Motivation essentielle de la décision du 20 novembre 1996
(3) La Commission a conclu que l'opération aurait pour effet de créer ou de renforcer une position dominante de Kesko sur le marché finlandais du commerce de détail de biens de consommation courante, où la part de marché cumulée de cette entreprise et de Tuko atteindrait au moins 55 %, que ce soit au niveau local, régional ou national. Cette position serait encore renforcée par celle qu'elles détiennent dans le secteur des grandes surfaces, par leur contrôle des locaux commerciaux, leurs systèmes de fidélisation de la clientèle, leurs produits vendus sous marque de distributeur, leurs systèmes de distribution et, en particulier, la puissance d'achat considérable dont bénéficient leurs organes centraux dans leurs relations avec les fabricants de biens de consommation courante (voir points de la décision du 20 novembre 1996 consacrés aux marchés des achats).
(4) En outre, la Commission a conclu que l'opération aurait pour effet de créer ou de renforcer une position dominante de Kesko sur le marché finlandais des ventes de biens de consommation courante en libre-service de gros. La part de marché cumulée de Kesko et de Tuko sur le plan national serait d'environ 80 % et se situerait entre [50 % et 100 %] (3) dans toutes les régions du pays. De plus, cette position serait renforcée par la puissance d'achat de Kesko évoquée au point précédent.
(5) Il est apparu que, sur ces deux marchés, Kesko détiendrait, incontestablement et de loin, la première place par rapport à ses concurrents.
(6) En dernier lieu, la Commission a conclu que les positions dominantes de Kesko sur les marchés en question ne seraient pas neutralisées par la concurrence potentielle et que l'opération renforcerait même les obstacles au point d'empêcher pratiquement tout accès à ces marchés à l'issue de l'opération.
(7) Au cours de la procédure qui a abouti à la décision du 20 novembre 1996, Kesko n'a proposé aucun engagement de nature à résoudre les problèmes mis en évidence dans cette décision au regard du droit de la concurrence. Il est donc nécessaire d'éliminer la position dominante créée par l'acquisition de Tuko.
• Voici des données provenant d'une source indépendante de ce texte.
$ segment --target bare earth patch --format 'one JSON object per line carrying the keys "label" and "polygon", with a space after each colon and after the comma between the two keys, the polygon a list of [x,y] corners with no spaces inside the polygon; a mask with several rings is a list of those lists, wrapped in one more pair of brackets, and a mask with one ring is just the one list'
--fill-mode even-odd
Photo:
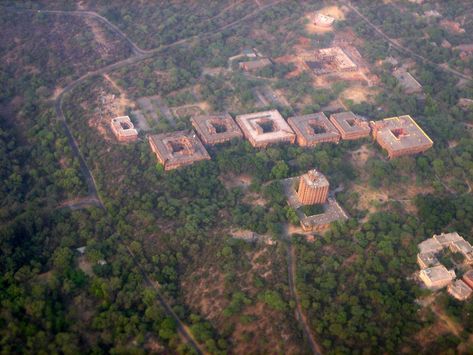
{"label": "bare earth patch", "polygon": [[340,95],[342,100],[351,100],[358,104],[361,102],[372,102],[376,91],[366,86],[351,86]]}

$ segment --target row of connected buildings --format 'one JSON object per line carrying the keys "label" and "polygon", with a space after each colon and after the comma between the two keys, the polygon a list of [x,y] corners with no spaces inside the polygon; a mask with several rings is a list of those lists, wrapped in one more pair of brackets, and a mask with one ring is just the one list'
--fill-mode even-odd
{"label": "row of connected buildings", "polygon": [[[421,153],[433,142],[412,117],[400,116],[368,122],[353,112],[341,112],[328,118],[323,112],[290,117],[287,121],[279,111],[195,116],[195,131],[179,131],[151,135],[151,149],[165,170],[179,168],[195,161],[210,159],[204,145],[224,143],[245,136],[255,148],[271,144],[297,142],[302,147],[320,143],[338,143],[368,137],[370,134],[387,150],[390,158]],[[119,141],[137,139],[138,132],[128,116],[111,121]]]}
{"label": "row of connected buildings", "polygon": [[448,270],[437,259],[436,254],[443,249],[461,253],[465,263],[473,264],[473,247],[458,233],[442,233],[424,240],[418,245],[417,263],[421,271],[420,279],[432,290],[448,286],[448,293],[458,300],[466,300],[473,293],[473,270],[467,271],[462,279],[456,279],[454,270]]}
Communication de la Commission au titre de l'article 18 du règlement sur les concentrations
(8) Afin de remédier à la situation dans laquelle Kesko avait déjà pris dans les faits le contrôle de Tuko depuis mai 1996, la Commission a émis une communication au titre de l'article 18 du règlement sur les concentrations (la "communication au titre de l'article 18"), indiquant qu'elle jugeait approprié de prendre une décision au titre de l'article 8 paragraphe 4 obligeant Kesko à vendre en bloc les activités de Tuko dans le commerce de biens de consommation courante.
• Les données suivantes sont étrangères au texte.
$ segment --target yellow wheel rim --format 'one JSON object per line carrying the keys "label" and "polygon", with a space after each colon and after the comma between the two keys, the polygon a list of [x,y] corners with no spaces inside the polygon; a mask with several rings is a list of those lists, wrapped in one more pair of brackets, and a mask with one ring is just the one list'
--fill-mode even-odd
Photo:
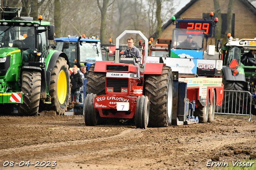
{"label": "yellow wheel rim", "polygon": [[61,70],[58,77],[58,98],[61,104],[64,103],[67,95],[67,77],[63,70]]}

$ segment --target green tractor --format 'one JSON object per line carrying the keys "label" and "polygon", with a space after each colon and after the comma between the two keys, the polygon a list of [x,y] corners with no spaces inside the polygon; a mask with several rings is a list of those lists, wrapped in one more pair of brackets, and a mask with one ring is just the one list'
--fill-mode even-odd
{"label": "green tractor", "polygon": [[39,21],[28,19],[0,20],[1,113],[16,108],[23,116],[50,110],[64,114],[70,98],[68,57],[50,49],[54,26],[42,21],[41,16]]}
{"label": "green tractor", "polygon": [[[254,53],[251,57],[244,57],[250,51],[256,50],[256,39],[233,39],[230,35],[228,42],[222,47],[223,61],[222,83],[224,89],[247,91],[251,93],[252,99],[246,93],[239,93],[229,96],[227,93],[222,103],[222,112],[232,113],[252,113],[256,109],[256,60]],[[234,93],[233,93],[234,94]],[[251,106],[250,106],[251,105]],[[229,107],[228,111],[228,108]],[[219,107],[218,112],[220,111]]]}

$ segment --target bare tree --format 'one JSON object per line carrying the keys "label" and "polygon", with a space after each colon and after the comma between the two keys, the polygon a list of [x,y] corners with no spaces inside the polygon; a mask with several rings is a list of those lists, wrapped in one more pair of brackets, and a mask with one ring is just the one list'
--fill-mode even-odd
{"label": "bare tree", "polygon": [[101,20],[100,21],[100,37],[101,42],[106,43],[106,14],[108,7],[111,5],[114,0],[108,4],[109,0],[102,0],[102,6],[100,2],[100,0],[97,0],[98,6],[101,13]]}
{"label": "bare tree", "polygon": [[9,7],[20,7],[20,2],[19,0],[2,0],[3,5],[8,5]]}
{"label": "bare tree", "polygon": [[[232,31],[231,24],[232,22],[232,16],[233,15],[234,1],[234,0],[229,0],[228,1],[228,10],[227,11],[227,29],[226,30],[225,35],[227,35],[228,33],[231,33]],[[224,42],[228,42],[228,37],[226,36],[224,36],[223,41]]]}
{"label": "bare tree", "polygon": [[33,17],[34,20],[38,20],[38,9],[44,2],[44,0],[41,0],[41,1],[38,2],[38,0],[31,0],[30,4],[30,16]]}
{"label": "bare tree", "polygon": [[161,37],[162,34],[162,19],[161,19],[161,7],[162,2],[161,0],[156,0],[156,16],[157,20],[157,26],[156,26],[156,37]]}
{"label": "bare tree", "polygon": [[61,33],[61,15],[60,15],[60,0],[54,0],[54,31],[55,36],[60,37]]}
{"label": "bare tree", "polygon": [[20,16],[28,16],[30,10],[30,4],[32,0],[21,0],[22,9]]}
{"label": "bare tree", "polygon": [[148,28],[149,35],[152,35],[155,32],[156,20],[154,17],[154,11],[156,6],[156,1],[148,1]]}
{"label": "bare tree", "polygon": [[220,39],[221,34],[221,12],[219,0],[213,0],[213,4],[215,10],[214,15],[215,17],[217,17],[218,19],[218,24],[217,26],[214,27],[215,31],[215,35],[214,39],[215,42],[217,42],[218,39]]}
(9) De plus, en expliquant les modalités d'une telle cession, la communication au titre de l'article 18 indiquait que la cession devrait porter sur l'ensemble des actifs liés aux activités dans le commerce des biens de consommation courante, y compris la participation prise dans le capital de Tuko, et que l'acquéreur devrait être un concurrent, actuel ou potentiel, qui soit viable, indépendant et sans lien avec le groupe Kesko, et qui possède suffisamment d'expérience et de ressources financières. Le délai pour mener à bien la cession était fixé à six mois. En outre, un mandataire devrait être désigné pour réaliser un audit afin de constater que la cession était complète, déterminer la structure de gestion des actifs à céder en attendant la cession, jouer le rôle de banque d'affaires de Kesko au cours de la vente des activités et présenter des rapports périodiques à la Commission sur l'exploitation de celles-ci et sur l'état d'avancement des négociations avec les tiers.
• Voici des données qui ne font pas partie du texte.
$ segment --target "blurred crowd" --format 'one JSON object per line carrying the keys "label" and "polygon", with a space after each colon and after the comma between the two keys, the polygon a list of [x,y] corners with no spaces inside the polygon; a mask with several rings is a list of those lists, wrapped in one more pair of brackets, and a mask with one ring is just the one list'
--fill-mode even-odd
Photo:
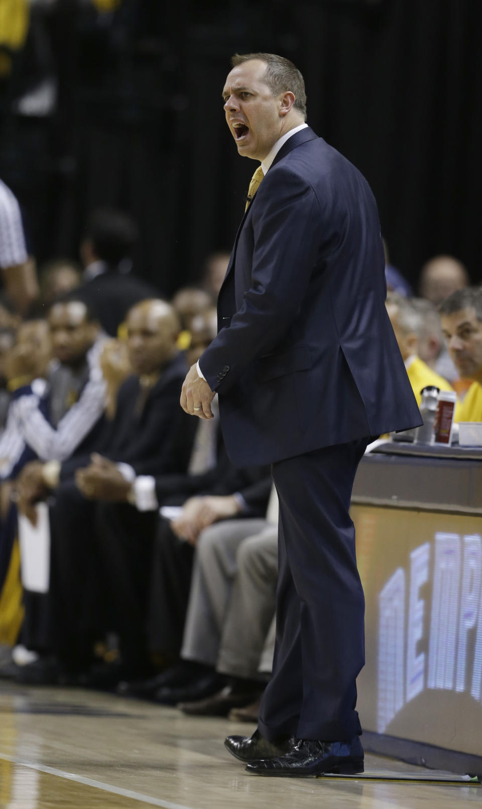
{"label": "blurred crowd", "polygon": [[[217,398],[212,421],[179,404],[216,333],[229,256],[167,301],[137,277],[120,211],[92,212],[80,264],[52,261],[38,282],[21,232],[0,226],[0,676],[256,720],[276,634],[276,493],[268,468],[230,463]],[[482,421],[482,293],[466,269],[434,257],[419,297],[388,260],[387,281],[419,403],[428,385],[455,389],[457,419]],[[46,586],[22,584],[27,529]]]}

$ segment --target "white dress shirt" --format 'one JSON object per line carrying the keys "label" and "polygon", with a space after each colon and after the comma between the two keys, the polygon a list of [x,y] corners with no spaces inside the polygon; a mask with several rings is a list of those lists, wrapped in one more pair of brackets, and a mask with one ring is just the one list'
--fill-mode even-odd
{"label": "white dress shirt", "polygon": [[[286,141],[290,140],[293,135],[295,135],[297,132],[301,132],[302,129],[306,129],[307,125],[307,124],[300,124],[299,126],[295,126],[293,129],[290,129],[289,132],[286,132],[285,134],[281,135],[281,137],[277,139],[269,154],[264,158],[264,160],[261,160],[261,168],[263,169],[263,174],[264,176],[266,176],[268,172],[271,168],[273,161],[281,146],[284,146]],[[196,367],[197,368],[197,373],[199,374],[201,379],[205,380],[205,376],[204,375],[202,371],[201,370],[201,366],[199,365],[199,360],[197,361]]]}
{"label": "white dress shirt", "polygon": [[24,264],[28,256],[16,197],[0,180],[0,267]]}

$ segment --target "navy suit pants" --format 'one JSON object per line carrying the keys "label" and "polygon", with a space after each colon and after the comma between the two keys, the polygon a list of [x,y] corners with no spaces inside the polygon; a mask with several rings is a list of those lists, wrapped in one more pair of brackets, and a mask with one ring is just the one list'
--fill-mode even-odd
{"label": "navy suit pants", "polygon": [[280,502],[277,639],[259,728],[270,740],[362,732],[365,599],[349,510],[369,438],[273,464]]}

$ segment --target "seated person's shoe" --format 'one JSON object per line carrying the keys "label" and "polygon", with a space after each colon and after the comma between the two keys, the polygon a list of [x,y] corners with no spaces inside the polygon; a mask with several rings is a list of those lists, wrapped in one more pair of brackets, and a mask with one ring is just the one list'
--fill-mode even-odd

Réponse de Kesko à la communication au titre de l'article 18
(10) Après avoir reçu la communication au titre de l'article 18, Kesko a fait valoir que la décision au titre de l'article 8 paragraphe 4 devrait être assouplie pour ne pas imposer de charges excessives à Kesko. De plus, Kesko a proposé deux transactions susceptibles, à son avis, d'opérer la cession des activités de Tuko dans le commerce de biens de consommation courante.
Arguments en faveur d'un régime plus souple
(11) Kesko a affirmé que les pouvoirs de la Commission, lorsqu'elle ordonne une cession en vertu de l'article 8 paragraphe 4 du règlement sur les concentrations, se limitent, conformément au principe de proportionnalité, à des mesures correctives qui ne vont pas au-delà de ce qui est utile et nécessaire pour atteindre l'objectif visé. Par conséquent, Kesko a fait valoir que l'obligation de cession visée dans la communication au titre de l'article 18 devrait être modulée pour permettre la plus grande souplesse possible afin de ne pas imposer de charges excessives à Kesko.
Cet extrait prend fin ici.